The Act positively encourages companies to continue to trade but it does not differentiate between those companies well equipped to ride out the storm and those companies who are holed below the water line and will become wrecked.  Those companies will have bigger losses than would have been the case if the they stopped trading at the start of the lockdown.  For those companies, the Act has the unintended consequence of increasing the severity of the claims against those directors.   

Underwriting in the dark

But that's not the end of the story.  

One of the other temporary measures in the Act is the automatic extension of time for companies to file their audited accounts.  A private company with an accounting reference date of 31 December 2019 would normally have to file its audited accounts by 30 September 2020, but it can now file its accounts up to 31 December 2020.  This will make the underwriting process, particularly for new business, even more difficult.  Underwriters will not have any up to date accounts and the older accounts will now be irrelevant to them.  

Of course, underwriters could ask for management accounts or ask a series of bespoke questions to obtain up to date financial information, but that is more easily said than done for the commoditised SME market, which of course is the market that now needs the most careful underwriting.   Even where insurers do ask questions and the insureds provide answers, unless the policy wordings are amended, insurers will have no realistic recourse if they relied on those answers which later turn out to be false.  

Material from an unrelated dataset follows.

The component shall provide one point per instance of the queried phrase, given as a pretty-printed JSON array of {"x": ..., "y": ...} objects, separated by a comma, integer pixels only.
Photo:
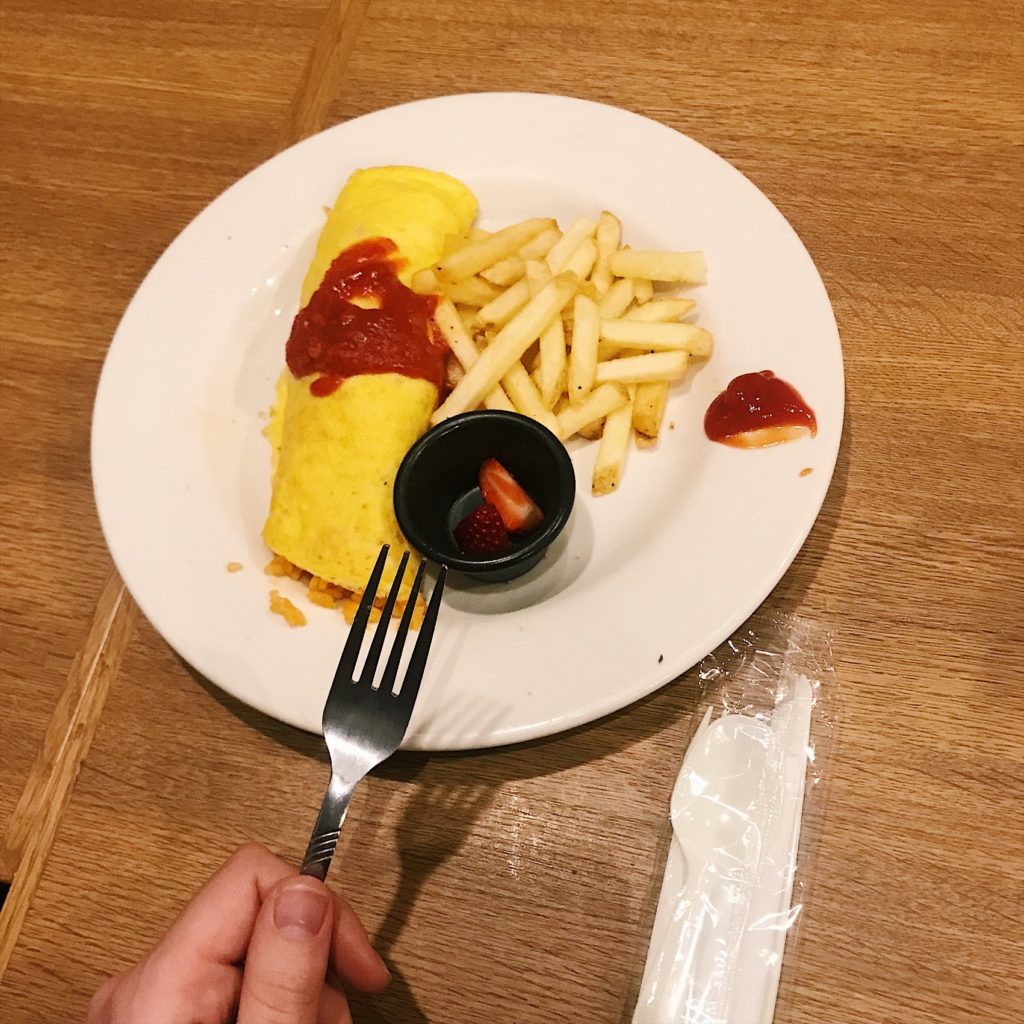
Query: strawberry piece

This lack of information or the inability to rely on the information provided does not increase the likelihood of claims against directors but it makes underwriting and risk selection even more challenging – it's like underwriting in the dark with one arm tied behind your back.

Conclusion

The Act makes some valuable and necessary permanent changes to UK insolvency law.  It also makes some temporary changes intended to allow companies to ride the storm.  
But in our view, D&O insurers should view the temporary suspension of the wrongful trading regime as being irrelevant to their exposure and the Act could even inadvertently make the position worse for some companies and their directors, and more difficult for insurers to proactively underwrite their UK book.